Siria: derechos humanos reales, no gestos vacíos
En relación con la PNL del PSOE presentada en la Comisión de Justicia sobre la situación de la población civil en Siria, VOX optó por la abstención, al considerar que se trataba de “un brindis al sol”. Asarta explicó que su grupo presentó una enmienda de adición para exigir expresamente justicia, protección y libertad religiosa para los cristianos perseguidos, subrayando que los derechos humanos no pueden quedarse en declaraciones retóricas.
Pena de muerte: rechazo a la injerencia ideológica
Sobre la iniciativa de ERC para la abolición de la pena de muerte a escala internacional, VOX votó en contra. El diputado por Valencia, Carlos Flores, denunció que la propuesta suponía una injerencia en los asuntos internos de terceros países, algunos de ellos aliados de España, calificándola de “tan insensata como suicida”.

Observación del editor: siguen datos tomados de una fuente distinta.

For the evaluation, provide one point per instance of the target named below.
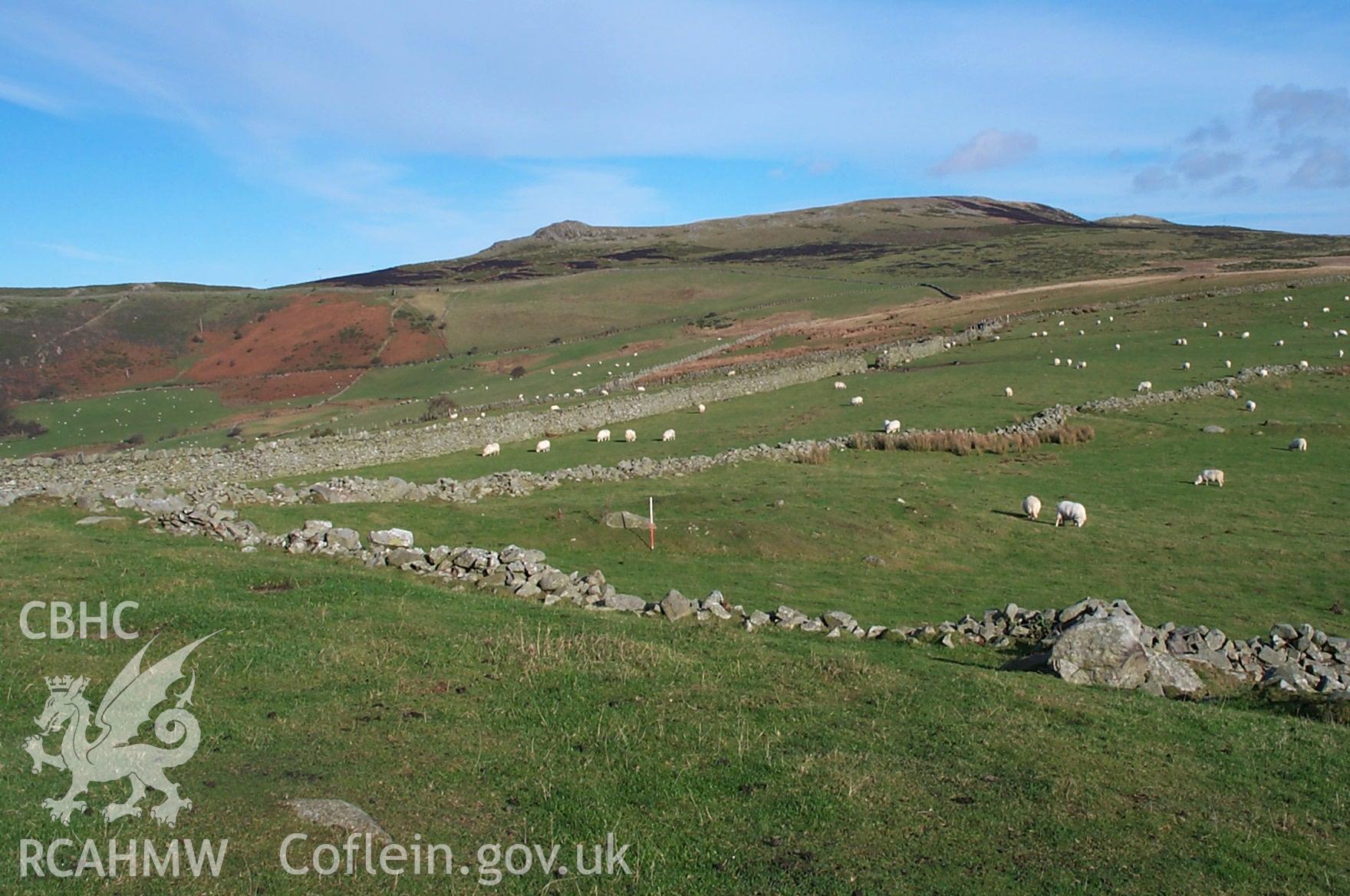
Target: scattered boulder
(392, 537)
(342, 814)
(1102, 651)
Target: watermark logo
(111, 756)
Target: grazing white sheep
(1210, 478)
(1071, 512)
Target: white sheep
(1210, 478)
(1071, 512)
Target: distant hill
(1136, 220)
(573, 281)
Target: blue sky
(262, 143)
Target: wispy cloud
(1293, 108)
(19, 95)
(74, 252)
(989, 149)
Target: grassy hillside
(775, 761)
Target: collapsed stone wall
(516, 482)
(1088, 643)
(184, 469)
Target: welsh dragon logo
(111, 756)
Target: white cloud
(987, 150)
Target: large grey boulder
(392, 537)
(1102, 651)
(625, 520)
(1172, 677)
(344, 539)
(675, 606)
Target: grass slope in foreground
(774, 763)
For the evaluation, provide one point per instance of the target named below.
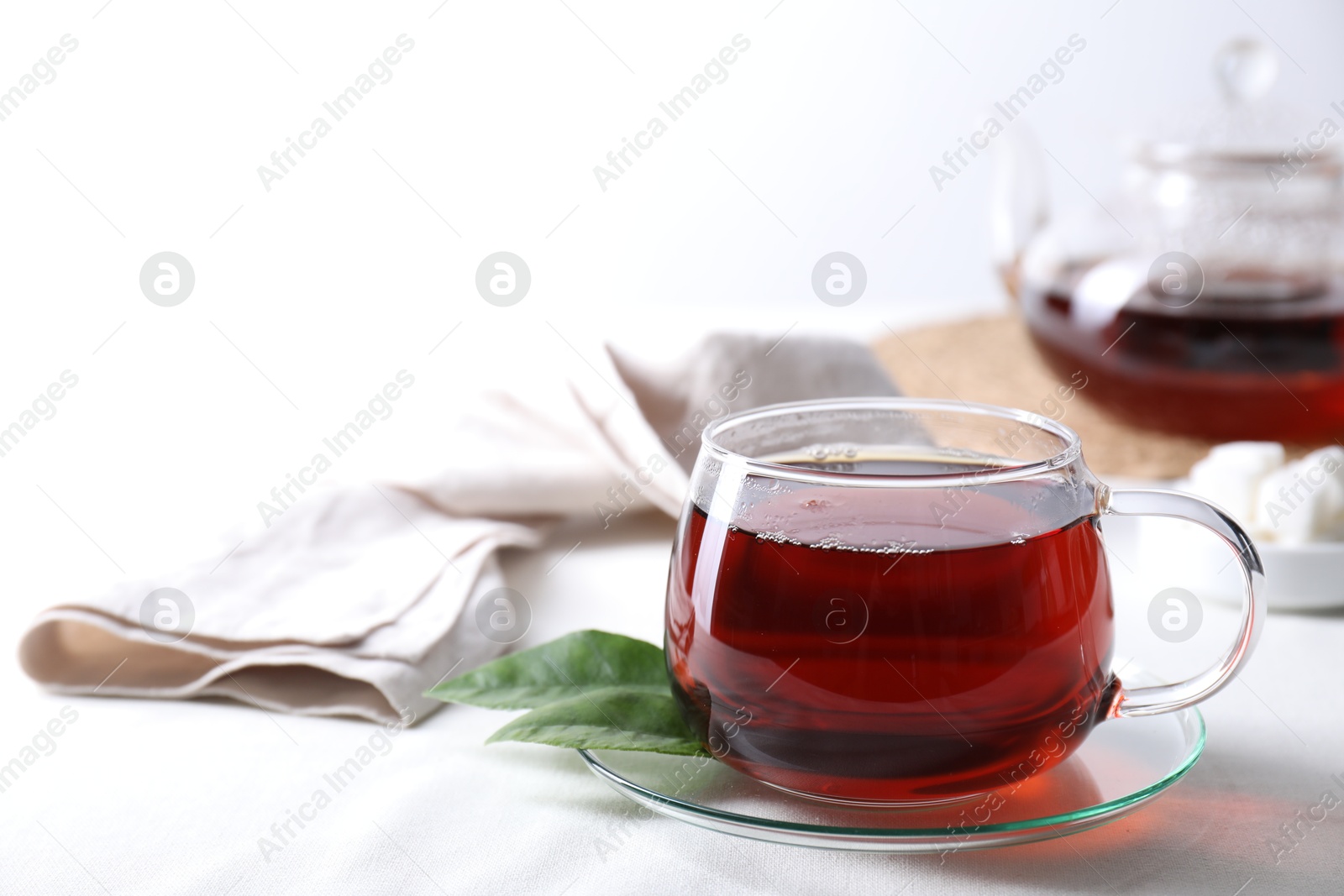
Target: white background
(315, 293)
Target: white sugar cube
(1230, 476)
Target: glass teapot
(1207, 298)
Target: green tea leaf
(608, 719)
(559, 671)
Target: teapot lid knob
(1247, 70)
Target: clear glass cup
(907, 600)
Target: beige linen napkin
(356, 600)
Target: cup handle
(1149, 701)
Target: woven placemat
(992, 360)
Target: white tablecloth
(148, 797)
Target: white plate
(1304, 577)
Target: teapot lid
(1243, 128)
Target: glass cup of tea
(907, 600)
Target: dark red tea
(1245, 369)
(880, 644)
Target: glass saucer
(1122, 765)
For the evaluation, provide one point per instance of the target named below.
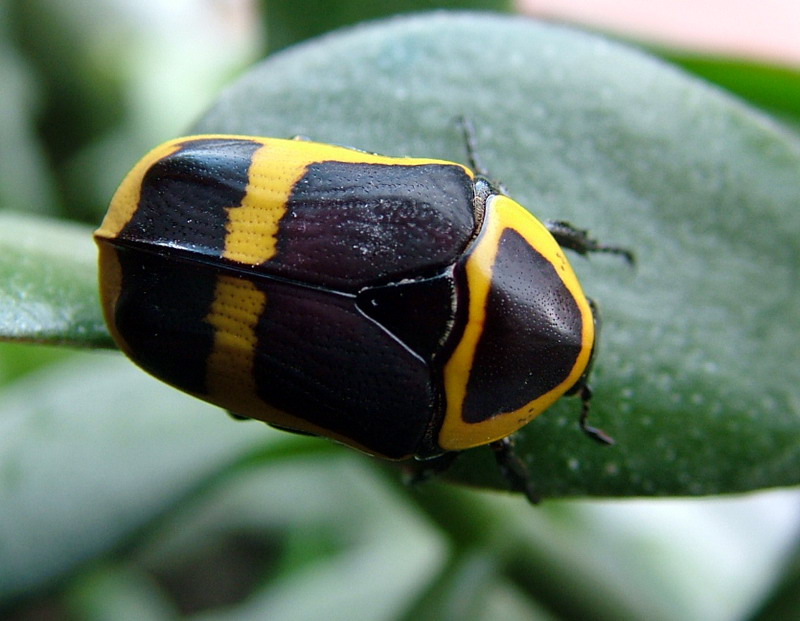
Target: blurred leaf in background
(121, 497)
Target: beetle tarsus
(513, 469)
(579, 241)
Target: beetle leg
(513, 469)
(429, 468)
(578, 240)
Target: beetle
(405, 307)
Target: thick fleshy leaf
(697, 375)
(48, 283)
(84, 465)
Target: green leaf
(48, 283)
(697, 374)
(288, 23)
(83, 465)
(772, 87)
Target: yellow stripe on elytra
(234, 315)
(125, 201)
(503, 213)
(275, 169)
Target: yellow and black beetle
(402, 306)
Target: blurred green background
(120, 498)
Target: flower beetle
(402, 306)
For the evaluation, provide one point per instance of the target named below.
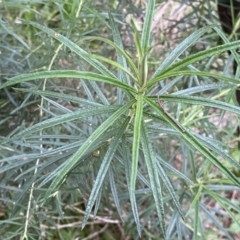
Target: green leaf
(153, 176)
(186, 43)
(103, 170)
(67, 74)
(77, 115)
(191, 73)
(194, 142)
(124, 74)
(146, 32)
(75, 48)
(198, 57)
(70, 163)
(193, 100)
(135, 154)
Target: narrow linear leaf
(153, 176)
(66, 97)
(69, 164)
(103, 170)
(79, 114)
(135, 154)
(192, 73)
(194, 142)
(181, 48)
(120, 50)
(199, 56)
(194, 100)
(67, 74)
(145, 39)
(75, 48)
(121, 59)
(114, 192)
(196, 220)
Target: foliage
(116, 128)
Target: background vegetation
(117, 118)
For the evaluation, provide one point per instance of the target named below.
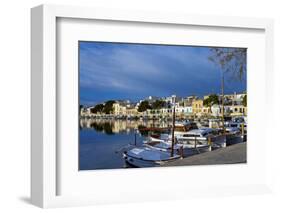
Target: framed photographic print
(151, 106)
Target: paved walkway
(231, 154)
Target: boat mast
(173, 130)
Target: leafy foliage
(97, 108)
(211, 100)
(144, 105)
(158, 104)
(230, 60)
(108, 107)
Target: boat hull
(141, 163)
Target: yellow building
(238, 110)
(131, 111)
(206, 110)
(119, 109)
(197, 106)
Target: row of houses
(184, 107)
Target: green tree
(97, 108)
(211, 100)
(231, 60)
(144, 105)
(244, 101)
(158, 104)
(108, 107)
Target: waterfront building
(238, 110)
(197, 106)
(119, 109)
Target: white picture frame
(44, 154)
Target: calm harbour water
(101, 141)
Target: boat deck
(236, 153)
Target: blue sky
(134, 71)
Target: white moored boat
(148, 157)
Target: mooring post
(210, 143)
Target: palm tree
(231, 60)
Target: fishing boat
(152, 156)
(148, 157)
(187, 143)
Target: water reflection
(114, 126)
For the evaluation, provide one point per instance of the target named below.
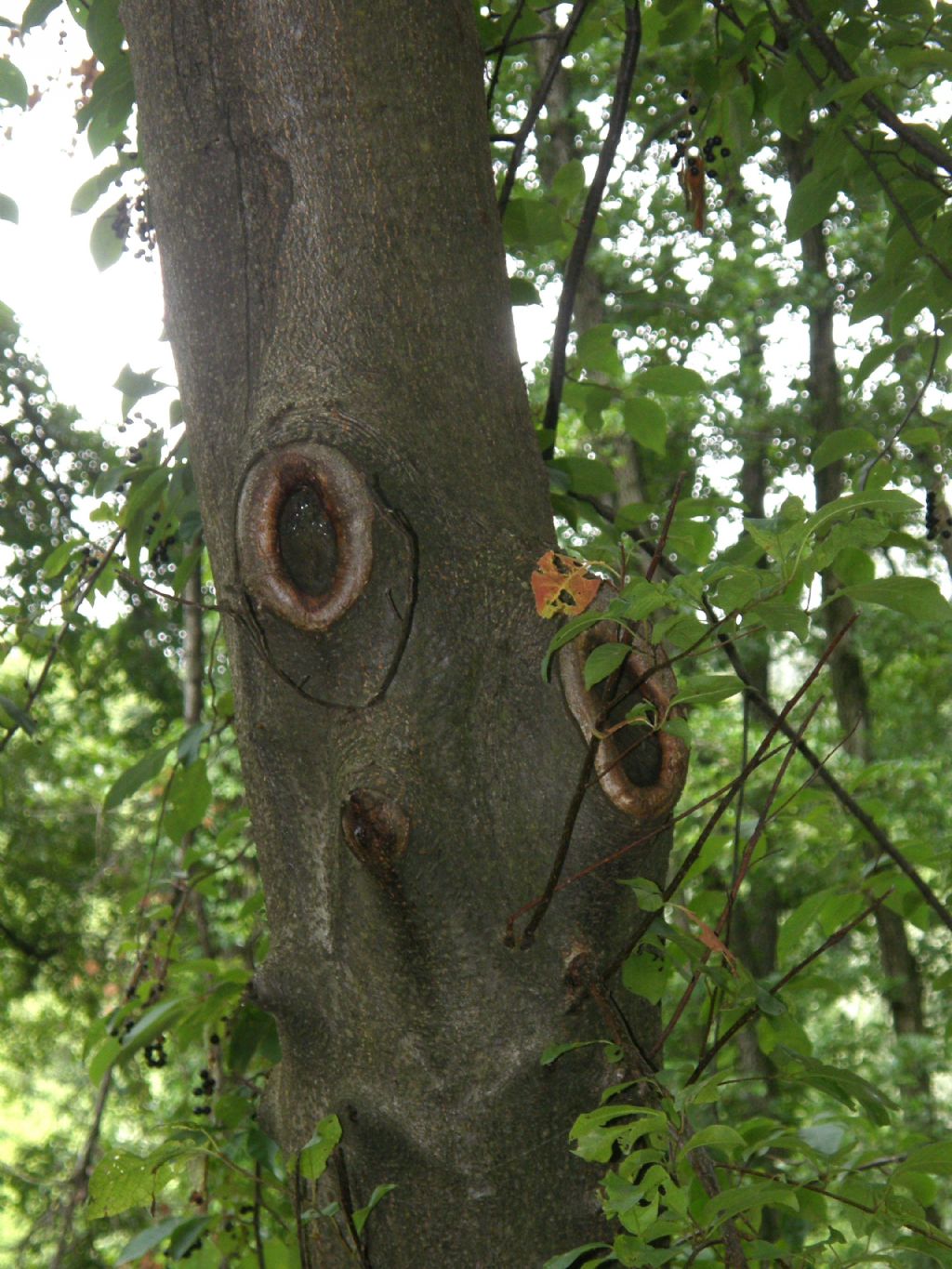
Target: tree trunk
(374, 503)
(903, 981)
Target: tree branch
(587, 222)
(837, 62)
(538, 100)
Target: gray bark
(337, 303)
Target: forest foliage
(736, 219)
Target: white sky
(83, 324)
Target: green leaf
(838, 444)
(810, 202)
(598, 1130)
(188, 800)
(530, 223)
(565, 635)
(916, 597)
(93, 190)
(313, 1157)
(715, 1134)
(872, 359)
(104, 243)
(707, 688)
(135, 385)
(649, 892)
(645, 973)
(35, 13)
(17, 715)
(588, 476)
(106, 114)
(13, 86)
(888, 500)
(364, 1212)
(56, 562)
(824, 1137)
(569, 181)
(604, 660)
(120, 1182)
(747, 1198)
(555, 1051)
(596, 350)
(146, 1240)
(933, 1158)
(152, 1023)
(135, 777)
(669, 381)
(104, 30)
(646, 423)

Multilateralismo y Agenda 2030
VOX también rechazó la iniciativa de Sumar relativa a la defensa del multilateralismo. El diputado José María Sánchez criticó que el texto fuera una “colección de banalidades propias de una retórica izquierdista trasnochada”.
Asimismo, el grupo votó no a la propuesta del PSOE sobre la Agencia de Mujeres, Paz y Seguridad. Asarta denunció que estaba “trufada de feminismo, diversidad, empoderamiento, cambio climático y Agenda 2030”, lo que conlleva gastos cuantiosos y resultados inexistentes, defendiendo que “la igualdad real debe abordarse en las zonas de conflicto, no desde el adoctrinamiento ideológico”.
Apoyo a iniciativas que defienden la libertad y la soberanía
VOX sí apoyó la proposición del PP sobre la protección de periodistas nicaragüenses exiliados, poniendo el foco en la persecución religiosa contra los cristianos en Nicaragua desde 2018.
VOX también votó a favor de las iniciativas relativas al refuerzo del vínculo transatlántico con Estados Unidos y al impulso de una Europa más autónoma, defendiendo en todo momento la prioridad de los intereses nacionales frente a estructuras supranacionales.
Asarta concluyó reclamando “una política exterior firme, que defienda sin complejos la libertad religiosa, la soberanía nacional y los intereses de España, frente al sectarismo ideológico de la izquierda”.